Sophia Carrillo, United States of America
One of the highlights of The Hague Symposium is the immense breadth of experience the speakers divulge during topic lectures, translating to an incredible opportunity to glean best practices and policies from experienced field practitioners and theorists. This Friday’s lecture on Transitional Stabilization was no exception. Justin Richmond of Palantir Technologies led a disaster relief simulation modeled after the response to the devastating Typhoon Haiyan that struck The Philippines on November 8, 2013. Richmond shared his expertise having served both in the U.S. military and as a Truman National Security Fellow, which helped guide our perception of the first initial steps and long term planning for post-disaster relief.
While preparing a transitional stabilization plan for the deadliest Philippine typhoon on record may seem overwhelming, the overview of best guidelines and frameworks, peppered with real-life stories and tips from the field, readied our groups to provide our best efforts to organize, coordinate, and collaborate cross-sectorally. The Hague Symposium was split into five aid sectors: Water, Sanitation & Hygiene (WASH), Health, Food and Security, Livelihoods, and Shelter. Each sector was charged with creating and implementing a three-phase plan to progress towards regional stability. The simulation was interrupted by real time updates and data releases, forcing flexibility between the sectors while contributing to the larger goal of stabilization. As our impact indicators evolved from the preliminary planning, we worked to ensure our suggested policies and actions combat everything from water insecurity to emerging political issues.

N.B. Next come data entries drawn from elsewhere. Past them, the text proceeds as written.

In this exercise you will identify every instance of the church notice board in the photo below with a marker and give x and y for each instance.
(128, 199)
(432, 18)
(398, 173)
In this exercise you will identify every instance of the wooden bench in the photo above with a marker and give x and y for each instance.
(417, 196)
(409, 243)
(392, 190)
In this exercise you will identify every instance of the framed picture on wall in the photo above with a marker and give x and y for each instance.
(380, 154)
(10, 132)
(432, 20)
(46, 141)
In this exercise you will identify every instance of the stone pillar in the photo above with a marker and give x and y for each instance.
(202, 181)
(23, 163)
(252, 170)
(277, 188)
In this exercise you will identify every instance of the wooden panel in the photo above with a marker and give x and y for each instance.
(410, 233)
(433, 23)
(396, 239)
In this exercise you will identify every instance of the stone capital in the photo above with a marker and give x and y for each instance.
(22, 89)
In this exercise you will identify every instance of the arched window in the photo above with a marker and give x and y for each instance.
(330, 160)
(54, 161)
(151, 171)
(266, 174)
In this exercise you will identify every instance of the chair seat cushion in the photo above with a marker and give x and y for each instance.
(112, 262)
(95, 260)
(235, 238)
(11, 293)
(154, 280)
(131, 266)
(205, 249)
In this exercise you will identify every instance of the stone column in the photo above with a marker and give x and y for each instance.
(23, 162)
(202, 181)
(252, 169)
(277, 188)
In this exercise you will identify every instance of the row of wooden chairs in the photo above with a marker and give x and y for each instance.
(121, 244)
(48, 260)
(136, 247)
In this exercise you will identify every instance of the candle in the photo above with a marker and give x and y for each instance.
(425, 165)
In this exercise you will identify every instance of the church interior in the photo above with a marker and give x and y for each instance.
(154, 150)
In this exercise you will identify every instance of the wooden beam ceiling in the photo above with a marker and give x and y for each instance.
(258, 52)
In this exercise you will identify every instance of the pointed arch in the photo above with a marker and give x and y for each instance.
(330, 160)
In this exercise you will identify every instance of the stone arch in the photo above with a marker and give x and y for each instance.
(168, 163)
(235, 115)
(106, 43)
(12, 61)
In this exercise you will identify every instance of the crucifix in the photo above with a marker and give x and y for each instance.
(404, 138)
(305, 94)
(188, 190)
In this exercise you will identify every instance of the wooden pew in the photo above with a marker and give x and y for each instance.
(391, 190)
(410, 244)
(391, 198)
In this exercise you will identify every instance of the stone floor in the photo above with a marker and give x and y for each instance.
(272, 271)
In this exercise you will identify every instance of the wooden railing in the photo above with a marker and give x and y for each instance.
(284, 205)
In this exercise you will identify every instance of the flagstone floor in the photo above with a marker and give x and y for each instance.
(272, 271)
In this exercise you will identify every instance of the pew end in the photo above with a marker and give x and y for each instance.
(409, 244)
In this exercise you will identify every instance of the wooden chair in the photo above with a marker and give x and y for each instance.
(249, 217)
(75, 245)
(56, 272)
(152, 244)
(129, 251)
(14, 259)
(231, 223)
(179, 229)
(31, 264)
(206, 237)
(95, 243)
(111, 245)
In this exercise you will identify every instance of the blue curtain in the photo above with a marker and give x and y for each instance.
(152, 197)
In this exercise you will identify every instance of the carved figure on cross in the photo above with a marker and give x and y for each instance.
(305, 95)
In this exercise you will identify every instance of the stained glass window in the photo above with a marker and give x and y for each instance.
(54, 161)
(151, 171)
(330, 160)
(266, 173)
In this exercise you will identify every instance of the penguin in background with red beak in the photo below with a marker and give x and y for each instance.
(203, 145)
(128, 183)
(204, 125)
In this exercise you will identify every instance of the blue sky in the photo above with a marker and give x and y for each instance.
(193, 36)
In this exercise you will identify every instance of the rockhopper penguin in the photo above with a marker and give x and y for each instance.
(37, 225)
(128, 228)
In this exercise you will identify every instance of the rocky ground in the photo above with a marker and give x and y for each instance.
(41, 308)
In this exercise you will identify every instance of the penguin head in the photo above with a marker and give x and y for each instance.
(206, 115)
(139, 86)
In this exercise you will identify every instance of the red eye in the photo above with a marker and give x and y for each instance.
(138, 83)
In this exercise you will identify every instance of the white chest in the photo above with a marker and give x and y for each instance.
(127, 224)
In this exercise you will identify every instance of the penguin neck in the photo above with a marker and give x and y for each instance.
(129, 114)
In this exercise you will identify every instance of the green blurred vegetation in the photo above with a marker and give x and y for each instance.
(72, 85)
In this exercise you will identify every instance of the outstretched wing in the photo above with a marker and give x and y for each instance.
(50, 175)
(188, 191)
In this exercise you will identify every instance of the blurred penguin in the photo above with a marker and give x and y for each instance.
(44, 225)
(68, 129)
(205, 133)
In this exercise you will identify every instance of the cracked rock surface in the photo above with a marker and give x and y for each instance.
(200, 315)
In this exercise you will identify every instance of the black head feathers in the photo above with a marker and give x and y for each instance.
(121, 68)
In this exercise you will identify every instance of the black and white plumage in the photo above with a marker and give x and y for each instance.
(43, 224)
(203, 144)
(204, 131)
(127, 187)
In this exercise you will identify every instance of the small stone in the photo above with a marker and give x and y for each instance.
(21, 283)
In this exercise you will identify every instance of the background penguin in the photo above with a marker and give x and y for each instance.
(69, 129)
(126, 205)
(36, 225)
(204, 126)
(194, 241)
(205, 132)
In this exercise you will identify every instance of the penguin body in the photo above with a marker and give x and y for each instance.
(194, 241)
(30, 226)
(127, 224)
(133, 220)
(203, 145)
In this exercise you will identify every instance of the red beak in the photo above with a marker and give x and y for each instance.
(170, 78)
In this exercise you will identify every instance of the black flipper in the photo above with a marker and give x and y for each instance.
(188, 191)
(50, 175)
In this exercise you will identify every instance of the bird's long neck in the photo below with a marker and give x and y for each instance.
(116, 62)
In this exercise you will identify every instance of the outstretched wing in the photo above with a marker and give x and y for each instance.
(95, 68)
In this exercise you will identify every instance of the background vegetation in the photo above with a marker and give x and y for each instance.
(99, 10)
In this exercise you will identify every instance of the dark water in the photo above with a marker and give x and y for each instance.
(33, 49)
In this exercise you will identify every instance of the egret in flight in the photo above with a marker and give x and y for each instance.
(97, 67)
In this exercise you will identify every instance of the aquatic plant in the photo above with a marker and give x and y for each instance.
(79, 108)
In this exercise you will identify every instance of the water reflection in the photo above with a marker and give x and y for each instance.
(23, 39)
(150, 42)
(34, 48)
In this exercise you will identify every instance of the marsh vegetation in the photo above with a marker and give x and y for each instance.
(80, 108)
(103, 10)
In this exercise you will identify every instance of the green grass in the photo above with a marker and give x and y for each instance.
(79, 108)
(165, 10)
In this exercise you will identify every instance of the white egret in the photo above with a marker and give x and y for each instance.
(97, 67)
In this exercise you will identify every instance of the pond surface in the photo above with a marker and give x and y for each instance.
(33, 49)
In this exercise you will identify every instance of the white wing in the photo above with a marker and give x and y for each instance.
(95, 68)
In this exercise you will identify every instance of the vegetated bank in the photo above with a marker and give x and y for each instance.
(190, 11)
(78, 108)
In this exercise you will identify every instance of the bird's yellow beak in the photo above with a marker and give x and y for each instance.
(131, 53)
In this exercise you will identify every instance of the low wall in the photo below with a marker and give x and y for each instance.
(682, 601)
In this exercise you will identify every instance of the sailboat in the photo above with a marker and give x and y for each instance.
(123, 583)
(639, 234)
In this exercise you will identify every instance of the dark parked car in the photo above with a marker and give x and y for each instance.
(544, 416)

The most beneficial aspect of the simulation was collaborating with specialized groups consisting of individuals with various levels of applicable field experience. I enjoyed hearing my classmate’s experiences in East Timor and other individuals with field experience relay what their stories from their respective fields. I often reflected on the lessons learned from my experience in bi-national relations and strategic management. The sharing of experiences in this exercise, as in all our class work, has been a very beneficial aspect of the symposium.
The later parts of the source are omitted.